Re: [RFC PATCH v4 0/1] mm/damon: add node_eligible_mem_bp and node_ineligible_mem_bp goal metrics

From: Ravi Jonnalagadda

Date: Mon Mar 23 2026 - 15:26:04 EST


On Sat, Mar 21, 2026 at 9:57 AM SeongJae Park <sj@xxxxxxxxxx> wrote:
>
> Hello Ravi,
>
>
> Thank you for this patch! TL; DR: Other than trivial things I commented below
> and to the patch, I believe it is time to drop the RFC tag, and work on merging
> this.
>

Thanks, SJ, for the prompt and detailed feedback!

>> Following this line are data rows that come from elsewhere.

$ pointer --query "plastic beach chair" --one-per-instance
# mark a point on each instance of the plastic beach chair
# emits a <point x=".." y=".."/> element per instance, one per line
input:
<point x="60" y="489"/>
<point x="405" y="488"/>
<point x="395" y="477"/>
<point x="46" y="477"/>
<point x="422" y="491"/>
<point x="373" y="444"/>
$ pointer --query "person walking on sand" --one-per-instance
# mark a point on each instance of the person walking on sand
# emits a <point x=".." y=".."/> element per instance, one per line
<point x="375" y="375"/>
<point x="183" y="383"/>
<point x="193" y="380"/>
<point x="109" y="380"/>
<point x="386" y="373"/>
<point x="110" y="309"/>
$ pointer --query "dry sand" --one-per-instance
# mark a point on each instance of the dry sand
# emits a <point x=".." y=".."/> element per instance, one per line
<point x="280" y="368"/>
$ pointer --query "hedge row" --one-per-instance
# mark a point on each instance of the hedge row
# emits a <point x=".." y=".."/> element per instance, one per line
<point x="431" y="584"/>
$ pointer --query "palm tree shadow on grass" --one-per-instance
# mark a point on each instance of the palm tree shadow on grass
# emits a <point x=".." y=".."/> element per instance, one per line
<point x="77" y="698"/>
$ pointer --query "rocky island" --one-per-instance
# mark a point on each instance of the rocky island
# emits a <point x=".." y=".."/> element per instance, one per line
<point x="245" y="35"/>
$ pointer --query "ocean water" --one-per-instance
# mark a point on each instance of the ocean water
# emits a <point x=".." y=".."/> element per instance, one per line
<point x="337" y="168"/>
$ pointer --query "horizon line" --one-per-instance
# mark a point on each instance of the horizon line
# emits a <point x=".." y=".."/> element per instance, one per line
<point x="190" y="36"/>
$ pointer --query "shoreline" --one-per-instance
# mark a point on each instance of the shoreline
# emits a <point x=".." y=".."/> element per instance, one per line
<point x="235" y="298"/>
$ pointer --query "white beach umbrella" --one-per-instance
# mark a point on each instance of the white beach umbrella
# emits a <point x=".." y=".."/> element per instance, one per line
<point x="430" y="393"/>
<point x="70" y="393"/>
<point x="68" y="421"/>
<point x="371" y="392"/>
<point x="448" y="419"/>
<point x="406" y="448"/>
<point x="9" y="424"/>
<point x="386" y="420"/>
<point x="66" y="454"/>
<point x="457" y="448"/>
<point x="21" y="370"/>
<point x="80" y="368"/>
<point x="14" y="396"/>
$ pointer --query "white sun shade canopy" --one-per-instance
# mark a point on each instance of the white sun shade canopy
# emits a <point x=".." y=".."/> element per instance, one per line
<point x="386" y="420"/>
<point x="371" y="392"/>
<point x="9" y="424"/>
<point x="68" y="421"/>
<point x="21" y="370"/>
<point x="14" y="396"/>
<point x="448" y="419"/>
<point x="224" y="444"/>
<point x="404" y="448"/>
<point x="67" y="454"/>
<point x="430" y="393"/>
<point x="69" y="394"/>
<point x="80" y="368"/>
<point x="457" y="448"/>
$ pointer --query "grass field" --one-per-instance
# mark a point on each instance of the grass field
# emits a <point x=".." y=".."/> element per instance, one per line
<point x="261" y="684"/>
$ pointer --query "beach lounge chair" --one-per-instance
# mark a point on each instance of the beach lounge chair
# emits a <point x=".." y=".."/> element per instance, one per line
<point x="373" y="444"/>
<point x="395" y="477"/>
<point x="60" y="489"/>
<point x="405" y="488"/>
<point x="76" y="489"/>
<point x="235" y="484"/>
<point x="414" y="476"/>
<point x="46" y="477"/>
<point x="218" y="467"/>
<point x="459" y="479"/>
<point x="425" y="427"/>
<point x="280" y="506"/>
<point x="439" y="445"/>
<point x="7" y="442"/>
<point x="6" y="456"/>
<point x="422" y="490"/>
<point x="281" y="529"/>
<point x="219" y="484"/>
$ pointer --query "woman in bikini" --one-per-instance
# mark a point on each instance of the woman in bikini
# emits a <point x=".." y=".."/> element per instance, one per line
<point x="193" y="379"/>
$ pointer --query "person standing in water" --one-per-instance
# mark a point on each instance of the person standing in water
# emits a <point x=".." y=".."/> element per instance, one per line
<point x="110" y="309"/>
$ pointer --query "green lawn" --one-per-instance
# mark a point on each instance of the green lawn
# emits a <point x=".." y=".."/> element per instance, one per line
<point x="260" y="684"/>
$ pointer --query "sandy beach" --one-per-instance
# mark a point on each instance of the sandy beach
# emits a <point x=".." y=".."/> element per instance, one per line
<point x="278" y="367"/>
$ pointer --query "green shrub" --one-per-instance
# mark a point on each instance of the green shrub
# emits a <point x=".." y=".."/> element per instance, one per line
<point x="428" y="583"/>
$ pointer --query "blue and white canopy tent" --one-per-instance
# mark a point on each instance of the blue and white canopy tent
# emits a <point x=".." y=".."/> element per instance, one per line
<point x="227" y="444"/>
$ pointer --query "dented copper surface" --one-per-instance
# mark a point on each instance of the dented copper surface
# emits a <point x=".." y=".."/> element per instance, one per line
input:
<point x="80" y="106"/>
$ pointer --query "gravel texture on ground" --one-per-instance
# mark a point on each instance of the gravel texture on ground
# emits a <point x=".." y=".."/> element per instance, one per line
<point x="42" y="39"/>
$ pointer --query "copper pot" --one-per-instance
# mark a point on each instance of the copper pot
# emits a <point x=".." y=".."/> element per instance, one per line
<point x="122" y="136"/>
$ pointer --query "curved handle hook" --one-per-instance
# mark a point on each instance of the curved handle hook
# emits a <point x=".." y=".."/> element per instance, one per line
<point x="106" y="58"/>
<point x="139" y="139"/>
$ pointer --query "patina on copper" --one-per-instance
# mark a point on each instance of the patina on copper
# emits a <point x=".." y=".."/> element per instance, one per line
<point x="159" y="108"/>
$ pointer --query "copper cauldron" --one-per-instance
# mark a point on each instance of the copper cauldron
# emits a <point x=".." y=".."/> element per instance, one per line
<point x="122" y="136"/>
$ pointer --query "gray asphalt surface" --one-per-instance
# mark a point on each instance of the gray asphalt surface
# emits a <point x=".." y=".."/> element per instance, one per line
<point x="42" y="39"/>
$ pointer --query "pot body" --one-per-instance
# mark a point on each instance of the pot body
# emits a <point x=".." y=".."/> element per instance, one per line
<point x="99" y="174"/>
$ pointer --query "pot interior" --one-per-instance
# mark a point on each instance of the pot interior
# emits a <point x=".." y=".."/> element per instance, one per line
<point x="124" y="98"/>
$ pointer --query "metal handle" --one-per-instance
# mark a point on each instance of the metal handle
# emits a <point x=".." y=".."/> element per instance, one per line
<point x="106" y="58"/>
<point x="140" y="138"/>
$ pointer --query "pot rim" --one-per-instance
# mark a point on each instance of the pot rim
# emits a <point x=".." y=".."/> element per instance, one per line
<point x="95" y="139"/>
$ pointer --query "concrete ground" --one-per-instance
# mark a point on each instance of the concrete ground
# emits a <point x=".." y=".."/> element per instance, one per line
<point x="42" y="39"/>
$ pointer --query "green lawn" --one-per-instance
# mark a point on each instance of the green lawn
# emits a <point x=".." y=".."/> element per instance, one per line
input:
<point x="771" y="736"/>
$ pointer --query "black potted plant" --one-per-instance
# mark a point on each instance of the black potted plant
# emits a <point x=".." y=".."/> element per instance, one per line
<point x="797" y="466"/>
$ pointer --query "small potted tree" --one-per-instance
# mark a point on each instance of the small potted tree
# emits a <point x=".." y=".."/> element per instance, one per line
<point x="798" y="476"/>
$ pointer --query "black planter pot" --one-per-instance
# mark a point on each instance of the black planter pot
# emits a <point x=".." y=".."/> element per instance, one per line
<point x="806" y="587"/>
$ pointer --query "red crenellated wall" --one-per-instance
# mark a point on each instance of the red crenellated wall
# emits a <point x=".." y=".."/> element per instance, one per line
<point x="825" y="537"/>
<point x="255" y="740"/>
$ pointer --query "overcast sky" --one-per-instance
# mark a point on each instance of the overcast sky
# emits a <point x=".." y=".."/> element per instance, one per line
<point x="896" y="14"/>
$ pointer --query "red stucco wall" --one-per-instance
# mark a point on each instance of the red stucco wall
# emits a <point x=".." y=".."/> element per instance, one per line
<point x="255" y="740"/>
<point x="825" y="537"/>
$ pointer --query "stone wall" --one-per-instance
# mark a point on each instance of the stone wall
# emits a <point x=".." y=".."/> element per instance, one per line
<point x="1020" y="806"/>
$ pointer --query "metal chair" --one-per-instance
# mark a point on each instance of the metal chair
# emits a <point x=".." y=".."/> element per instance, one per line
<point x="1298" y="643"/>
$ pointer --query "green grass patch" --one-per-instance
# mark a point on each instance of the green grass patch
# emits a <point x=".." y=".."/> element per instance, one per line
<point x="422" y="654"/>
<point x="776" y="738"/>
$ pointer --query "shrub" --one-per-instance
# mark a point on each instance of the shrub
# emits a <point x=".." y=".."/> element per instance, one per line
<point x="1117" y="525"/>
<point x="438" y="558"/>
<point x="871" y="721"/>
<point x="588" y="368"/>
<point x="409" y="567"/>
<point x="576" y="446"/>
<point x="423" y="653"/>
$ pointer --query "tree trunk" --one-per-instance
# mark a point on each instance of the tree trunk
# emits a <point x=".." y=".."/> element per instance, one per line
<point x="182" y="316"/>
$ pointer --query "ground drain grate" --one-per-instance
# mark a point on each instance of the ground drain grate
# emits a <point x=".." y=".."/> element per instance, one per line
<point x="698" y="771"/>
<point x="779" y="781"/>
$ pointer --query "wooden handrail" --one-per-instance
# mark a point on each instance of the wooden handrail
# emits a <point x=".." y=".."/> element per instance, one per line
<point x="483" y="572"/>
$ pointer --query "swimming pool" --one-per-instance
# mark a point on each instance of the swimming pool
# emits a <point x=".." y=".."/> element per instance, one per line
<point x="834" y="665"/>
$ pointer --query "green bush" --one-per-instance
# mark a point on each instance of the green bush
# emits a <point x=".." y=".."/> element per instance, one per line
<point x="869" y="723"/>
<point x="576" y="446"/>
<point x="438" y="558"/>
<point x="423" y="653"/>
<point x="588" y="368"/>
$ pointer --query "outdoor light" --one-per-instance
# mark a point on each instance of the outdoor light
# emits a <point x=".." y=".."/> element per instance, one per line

> On Fri, 20 Mar 2026 12:04:52 -0700 Ravi Jonnalagadda <ravis.opensrc@xxxxxxxxx> wrote:
>
> > This patch introduces two new DAMON quota goal metrics for controlling
>
> s/DAMON/DAMOS/ ?
>

Will fix it.

> > memory distribution in heterogeneous memory systems (e.g., DRAM and CXL
> > memory tiering) using physical address (PA) mode monitoring.
> >
> > v3: https://lore.kernel.org/linux-mm/20260223123232.12851-1-ravis.opensrc@xxxxxxxxx/
>
> The above link would better to be put on 'Chage since v3' section below.
>

Got it. Will take care of it next time.

> >
> > Changes since v3:
> > =================
> >
> > - The first two patches from v3 (goal_tuner initialization fix and
> > esz=0 quota bypass fix) are now in damon/next. This submission
>
> It is not also in mm-unstable :)

Good to know. Will mention this in the next version.

>
> > contains only the core metrics patch, rebased on top of those fixes.
> >
> > - Simplified implementation: removed per-node eligible_bytes array, now
> > iterates scheme-eligible regions directly for each goal evaluation.
> >
> > - Handle regions crossing node boundaries: uses damon_get_folio() to
> > determine actual NUMA node placement of each folio rather than
> > assuming uniform node placement within a region.
> >
> > - Pass scheme pointer directly to metric calculation functions, avoiding
> > container_of() derivation from quota pointer.
> >
> > - Fixed 80-column wrapping issues.
>
> Thank you for addressing all my comments!
>
> >
> > Background and Motivation
> > =========================
> >
> > In heterogeneous memory systems, controlling memory distribution across
> > NUMA nodes is essential for performance optimization. This patch enables
> > system-wide page distribution with target-state goals like "maintain 30%
> > of scheme-eligible memory on CXL" using PA-mode DAMON schemes.
> >
> > What These Metrics Measure
> > ==========================
> >
> > node_eligible_mem_bp:
> > scheme_eligible_bytes_on_node / total_scheme_eligible_bytes * 10000
> >
> > node_ineligible_mem_bp:
> > (total - scheme_eligible_bytes_on_node) / total * 10000
> >
> > The metrics are complementary: eligible_bp + ineligible_bp = 10000 bp.
> >
> > Two-Scheme Setup for Hot Page Distribution
> > ==========================================
> >
> > For maintaining 30% of hot memory on CXL (node 1):
>
> I think it could help easy reading if the above sentence also explains
> node 0 is DRAM. For example,
>
> For maintaining hot memory on DRAM (node 0) and CXL (node 1) in 7:3 ratio:

Good suggestion, will clarify the node mapping.

>
> >
> > PUSH scheme: migrate_hot from node 0 -> node 1
> > goal: node_ineligible_mem_bp, nid=0, target=3000
> > "Push hot pages out until 30% of hot memory is NOT on DRAM"
>
> Seems the sentence assumes the actor is in DRAM. It was not very clear to me.
> How about making it clear? E.g.,
>
> "Move hot pages from DRAM to CXL, if more than 70% of hot data is in DRAM"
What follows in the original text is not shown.